GBP saw heavy unwind this morning, in the back of weak industrial and manufacturing data. Cable dropped to 1.4832 – a new fresh low, lowest since June 2010.
Weak, weaker, weakest?
As the JPY bearish trend strengthens, the credibility on Abenomics and the further negative outlook for broadening Yen weakness gain momentum. Now, the Japanese media reports that the BoJ Board might have an emergency meeting immediately after the three nominees to new governorship are approved by the Japan’s Diet this week. The Deputy Governor nominee Iwata is focusing on aggressive monetary easing to ensure the positive trend in Yen weakness.

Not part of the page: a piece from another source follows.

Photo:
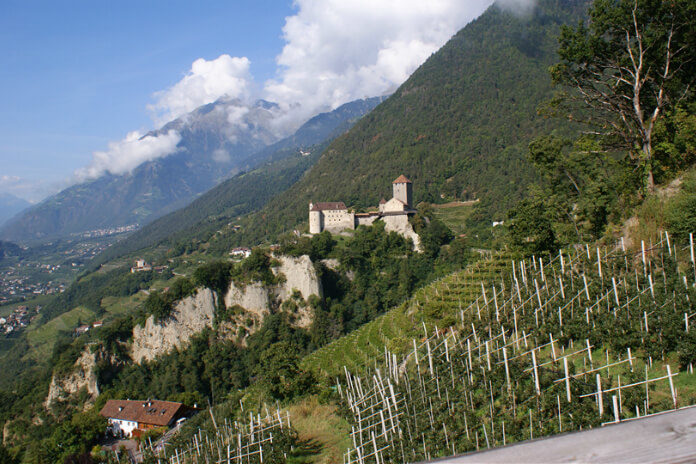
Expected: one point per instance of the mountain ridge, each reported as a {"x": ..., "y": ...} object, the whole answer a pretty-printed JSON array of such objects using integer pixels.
[{"x": 211, "y": 149}]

JPY and its crosses traded one leg up in Tokyo yesterday. USDJPY hit 96.71, while the biggest winners were AUDJPY and NZDJPY. Overnight, AUDJPY traded over 99.50, and the markets now target 100.00, while NZDJPY hit 79.90 – its highest quote since July 2008. The carry traders are believed to jump in the game as the current market conditions are favorable to chase decent opportunities. First, the volatility on AUD and NZD vs. JPY is on a weakening trend; the 1-month implied volatility shows lower lows and lower highs. Second, the CFTC data shows that the recent speculative positions retreated, especially on AUDJPY, where the speculative volumes collapsed 90% since December 2012. Consequently, we suspect the long positions to be rebuilt on the bullish outlook on AUDJPY, decently relying on BoJ policymakers naturally.

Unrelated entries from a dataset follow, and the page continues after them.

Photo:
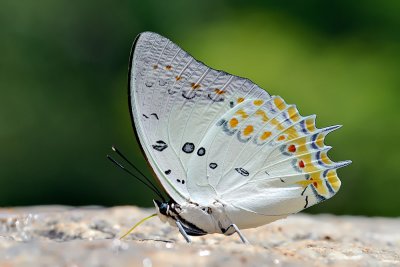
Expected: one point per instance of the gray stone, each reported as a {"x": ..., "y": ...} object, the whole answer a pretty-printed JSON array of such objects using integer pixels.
[{"x": 89, "y": 236}]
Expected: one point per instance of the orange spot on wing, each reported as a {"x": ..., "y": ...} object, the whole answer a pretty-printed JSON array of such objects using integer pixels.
[
  {"x": 333, "y": 180},
  {"x": 233, "y": 122},
  {"x": 293, "y": 114},
  {"x": 195, "y": 85},
  {"x": 262, "y": 114},
  {"x": 258, "y": 102},
  {"x": 310, "y": 124},
  {"x": 320, "y": 140},
  {"x": 242, "y": 113},
  {"x": 248, "y": 130},
  {"x": 292, "y": 148},
  {"x": 325, "y": 159},
  {"x": 301, "y": 164},
  {"x": 219, "y": 92},
  {"x": 265, "y": 135},
  {"x": 277, "y": 124}
]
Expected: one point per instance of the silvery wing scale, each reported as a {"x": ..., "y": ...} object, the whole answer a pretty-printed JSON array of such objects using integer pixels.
[{"x": 229, "y": 155}]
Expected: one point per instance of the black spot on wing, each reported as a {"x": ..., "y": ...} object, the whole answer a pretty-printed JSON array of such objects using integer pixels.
[
  {"x": 188, "y": 147},
  {"x": 213, "y": 165},
  {"x": 155, "y": 115},
  {"x": 242, "y": 171},
  {"x": 160, "y": 145},
  {"x": 201, "y": 151},
  {"x": 305, "y": 206}
]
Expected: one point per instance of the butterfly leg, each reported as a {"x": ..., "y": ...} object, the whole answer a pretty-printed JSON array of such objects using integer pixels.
[
  {"x": 244, "y": 240},
  {"x": 180, "y": 227}
]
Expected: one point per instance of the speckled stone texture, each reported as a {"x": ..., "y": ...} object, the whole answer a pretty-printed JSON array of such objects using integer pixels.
[{"x": 88, "y": 236}]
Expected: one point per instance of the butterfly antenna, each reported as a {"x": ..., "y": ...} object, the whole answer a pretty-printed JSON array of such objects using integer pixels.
[
  {"x": 116, "y": 150},
  {"x": 137, "y": 224},
  {"x": 138, "y": 178}
]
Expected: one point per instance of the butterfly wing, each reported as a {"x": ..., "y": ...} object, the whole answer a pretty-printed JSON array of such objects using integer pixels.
[
  {"x": 270, "y": 162},
  {"x": 175, "y": 100}
]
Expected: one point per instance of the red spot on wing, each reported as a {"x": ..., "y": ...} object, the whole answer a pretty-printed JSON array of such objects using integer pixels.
[
  {"x": 292, "y": 148},
  {"x": 301, "y": 164}
]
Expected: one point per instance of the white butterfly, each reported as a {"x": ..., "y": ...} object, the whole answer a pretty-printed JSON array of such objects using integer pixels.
[{"x": 229, "y": 155}]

The monthly Sharp ratios on carry trades with JPY funding leg were negatively impacted by the recent high volatility since the JPY started its massive weakening (appr. 6 months ago). Now that the volatility is looking downwards, we expect more opportunities to jump in the trend in the close future.
Smash on GBP
GBP registered a heavy sell-off immediately as the industrial and manufacturing production numbers fell in this morning. In January, UK’s industrial production decreased by 1.2% month-on-month (vs. +0.1% exp. and 1.1% in December), pulling the yearly drop down to 2.9%, while the manufacturing production retreated by 1.5% m/m and 3.0% y/y. As immediate reaction, GBPUSD sold-off 80pips in single move, while EURGBP soared to 0.87775.
The future outlook remains cloudy over the sterling as the bearish trend momentum strengthens. We remain bearish on GBP, and place our next target to 1.4687.
Fake Rally on Euro
Yesterday saw decent Euro bids taking the currency pair up to 1.3054 in NY. In fact, the risk rally in Wall Street triggered a short-lived positive momentum on the risk-positive currencies versus USD and JPY. But that’s it. The reason has obviously not been enough to keep EURUSD over 1.3050, and the pair wrote-off US session gains entirely, and traded down to 1.2990/1.3000.

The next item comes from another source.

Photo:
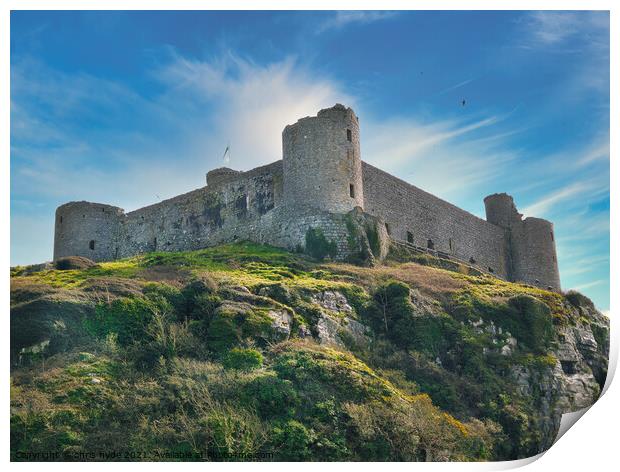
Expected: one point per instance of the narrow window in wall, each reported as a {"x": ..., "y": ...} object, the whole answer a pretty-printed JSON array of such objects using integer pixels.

Data-wise, the German CPI numbers came in line with the market expectations in February, while the Greek industrial production fell by 4.8% in January (vs. -0.5% in December). The 10-year sovereign yield spread between core and periphery keeps widening on the political instability and the economic discrepancies within the Euro-Zone. So far, EURUSD built a strong resistance on 1.2960 / 1.3000 zone in March. The bearish trend remains strong, as we keep our bearish view on EURUSD. In our view, the current support should soon fail to carry such an heavy EURUSD on its shoulders.